Da Newsletter da LAM Comunicação

Uma trama que honra o bom cinema argentino 

Um grande filme que chegou na Netflix recentemente e merece ser assistido é o argentino Crimes de Família, dirigido por Sebastían Schindel, mesmo do suspense O Filho Protegido, também do canal de streaming, e roteiro do próprio diretor com Pablo del Teso. O enredo ágil e preciso prende o público durante todo o tempo que a fita dura e talvez seja o ponto alto de Crimes de Família, ao lado da atuação incrível de Cecilia Roth no papel de Alícia, mão de Daniel (Benjamín Amadeo).
Para resumir a trama, Daniel sempre foi um filho-problema, mas Alicia não pensa duas vezes quando recebe a notícia de que as denúncias de abuso e violência que a ex-mulher de seu filho fez contra ele por fim o levaram à prisão: ela tem segurança de que ele é inocente. Ignacio (Miguel Ángel Solá), o pai que se cansou das confusões com drogas e dinheiro do filho, por outro lado, tem certeza de que Daniel é culpado e tenta buscar com o advogado que assume o caso um acordo, que passaria necessariamente por uma confissão do filho. Alicia se recusa a admitir que esta pudesse ser a melhor solução para o caso e insiste em recursos para tirar Daniel da cadeia. 
Com as audiências do caso Daniel se sucedendo no tribunal, outra personagem entra em cena: Gladys (Yanina Ávila, também em atuação espetacular), empregada doméstica humilde e devotada a Alicia e Ignacio, casal que cria o filho pequeno dela. Gladys também aparece na prisão e logo ficamos sabendo que também ela está respondendo por um crime grave, o de ter assassinado um segundo filho logo após ter dado à luz, em um banheiro da casa dos patrões.
A partir deste ponto, os dois casos vão se intercalando até chegar um momento em que eles se cruzam, pois existe um envolvimento surpreendente entre Daniel e Gladys (sem spoilers aqui). Deste momento em diante, Alicia começa a rever os seus sentimentos pelo filho, até chegar a um ponto de inflexão, sem retorno, após a saída dele da prisão, absolvido no caso.
No fundo, o que encanta em Crimes de Família é a história, baseada em fatos reais e absolutamente factível, se não fosse real.
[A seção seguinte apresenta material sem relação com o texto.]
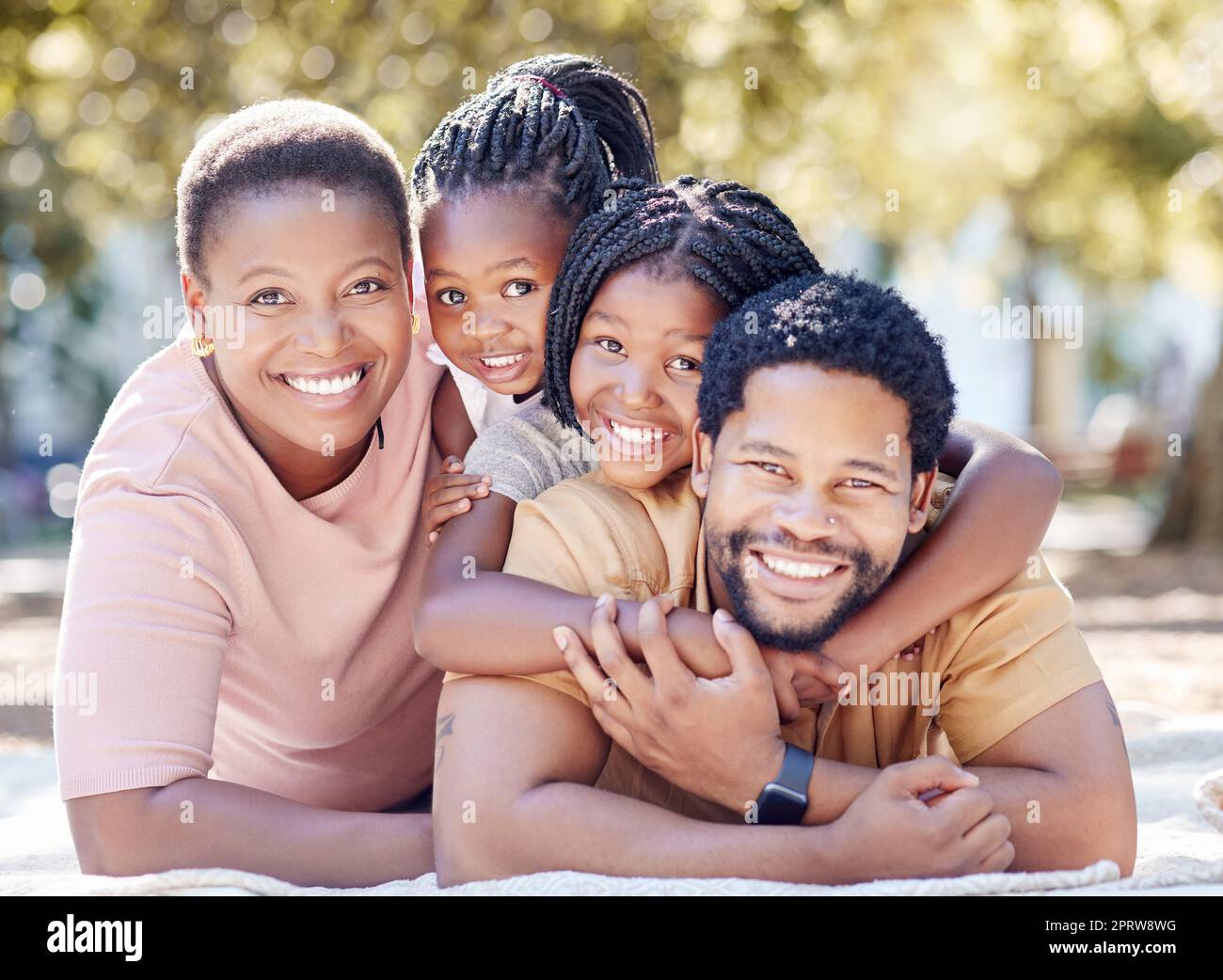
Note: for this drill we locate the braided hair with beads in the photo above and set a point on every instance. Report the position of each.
(561, 122)
(733, 241)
Poderia acontecer com qualquer família, brasileira inclusive, de classe média alta. Quem não conhece alguém que passou por algo semelhante? Um filho drogado, perdido na vida, que não se cansa de fazer besteiras até fazer uma mais grave – atropelar alguém bêbado, bater na mulher e filhos sob efeito de drogas, estuprar ou cometer ilícitos para conseguir o produto? É demasiadamente comum, corriqueiro, e isto nos faz ao mesmo tempo ter pena e raiva da mãe que o protege sem pestanejar. Por outro lado, como não torcer, em especial as mães de meninos, por Alicia em sua luta insana para livrar a cara do filho?
Nada, neste filme, é preto no branco, há muitas nuances, inclusive no percurso de Alicia até se convencer da culpa de Daniel e, novamente sem spoilers aqui, tomar as providências que toma, já abandonada pelo marido, que desiste de acompanhá-la na tentativa de salvar o filho.
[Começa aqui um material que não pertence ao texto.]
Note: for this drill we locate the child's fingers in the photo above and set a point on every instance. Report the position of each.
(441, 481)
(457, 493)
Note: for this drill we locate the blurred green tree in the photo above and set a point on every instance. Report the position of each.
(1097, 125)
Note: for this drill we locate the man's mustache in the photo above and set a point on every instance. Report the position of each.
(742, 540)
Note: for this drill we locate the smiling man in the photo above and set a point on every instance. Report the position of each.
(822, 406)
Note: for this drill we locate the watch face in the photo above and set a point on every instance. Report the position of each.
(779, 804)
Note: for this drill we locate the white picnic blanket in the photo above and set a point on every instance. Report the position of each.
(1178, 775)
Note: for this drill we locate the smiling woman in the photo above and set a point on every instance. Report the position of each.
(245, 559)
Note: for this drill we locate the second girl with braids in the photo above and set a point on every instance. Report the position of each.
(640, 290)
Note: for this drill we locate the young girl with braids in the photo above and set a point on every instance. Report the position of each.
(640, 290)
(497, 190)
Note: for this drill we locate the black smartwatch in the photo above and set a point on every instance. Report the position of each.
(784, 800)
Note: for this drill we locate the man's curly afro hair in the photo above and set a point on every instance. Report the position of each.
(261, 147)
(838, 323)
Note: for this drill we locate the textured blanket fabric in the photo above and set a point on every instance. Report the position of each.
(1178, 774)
Alicia, vale repetir, atuação sensacional de Cecilia Roth, digna de Oscar, é a personagem chave do filme e acompanhar suas mudanças é um convite à reflexão. O autor destas linhas não é mãe, mas é pai, e pais também são condescendentes com os filhos, embora o pai do filme não seja. A relação entre pais e filhos é a única definitiva, não há ponto de retorno, casamentos terminam, mas a paternidade e maternidade só acabam na morte, a menos que haja abandono parental, fenômeno infelizmente muito presente no Brasil.
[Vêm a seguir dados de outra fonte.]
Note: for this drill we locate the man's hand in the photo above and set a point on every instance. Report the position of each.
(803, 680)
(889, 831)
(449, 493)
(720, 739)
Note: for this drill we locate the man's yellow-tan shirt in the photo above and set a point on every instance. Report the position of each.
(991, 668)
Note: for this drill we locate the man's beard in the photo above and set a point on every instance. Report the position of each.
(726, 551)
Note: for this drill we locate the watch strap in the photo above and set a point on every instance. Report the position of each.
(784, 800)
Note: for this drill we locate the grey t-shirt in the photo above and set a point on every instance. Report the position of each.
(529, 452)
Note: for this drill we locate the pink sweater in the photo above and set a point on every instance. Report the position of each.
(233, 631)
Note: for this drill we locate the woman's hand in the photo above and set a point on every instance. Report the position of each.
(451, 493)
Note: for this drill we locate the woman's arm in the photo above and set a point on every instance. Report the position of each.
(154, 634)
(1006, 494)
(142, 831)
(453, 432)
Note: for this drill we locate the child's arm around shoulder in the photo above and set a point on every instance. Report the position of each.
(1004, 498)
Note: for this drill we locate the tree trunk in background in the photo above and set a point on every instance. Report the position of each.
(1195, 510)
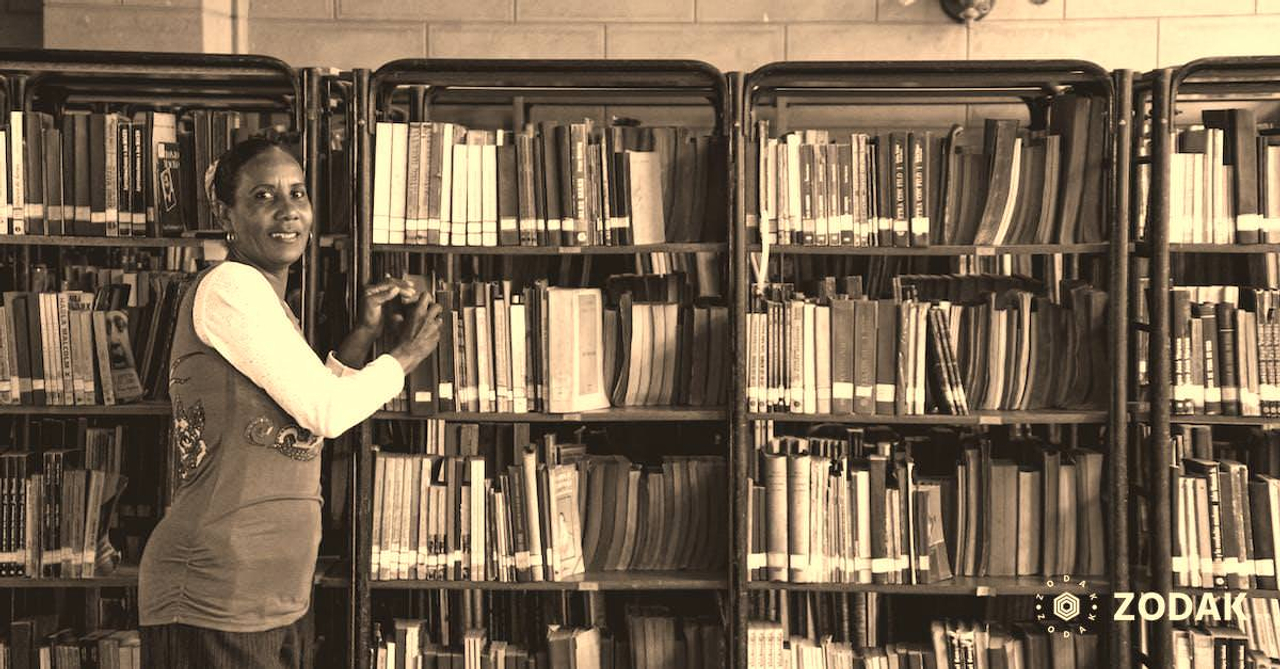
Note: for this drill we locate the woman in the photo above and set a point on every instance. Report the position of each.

De qualquer forma, o filme traz questões muito atuais e o faz de maneira inteligente e nada arrogante ou pretensiosa (a piada mandaria dizer que isto é algo raro no caso de um filme argentino). No fundo, assistir Crimes de Família é um pouco seguir uma história já conhecida, próxima, e reagir de acordo com o que se já viveu. Todos os grandes escritores já contaram histórias semelhantes, envolvendo mães e filhos, violência, afetos, projeções e idealizações irreais, coisas da vida. Argentinos gostam de Freud, talvez ele seja a maior referência deste filme. Vale muito a pena assistir, até porque em tempos de pandemia, quem tem família está isolado, em família. E quem não tem, deve estar saudoso desta instituição, tão burguesa, tão antiga, tão criticada por muitos, mas que persiste, embora agora bastante reinventada. Nesses tempos estranhos, Crimes de Família é excelente cinema, honra a tradição argentina, é uma fita para se ver com calma, talvez com um bom Catena Zapata, Malbec por certo. #ficaadica (por Luiz Antonio Magalhães em 5/9/2020)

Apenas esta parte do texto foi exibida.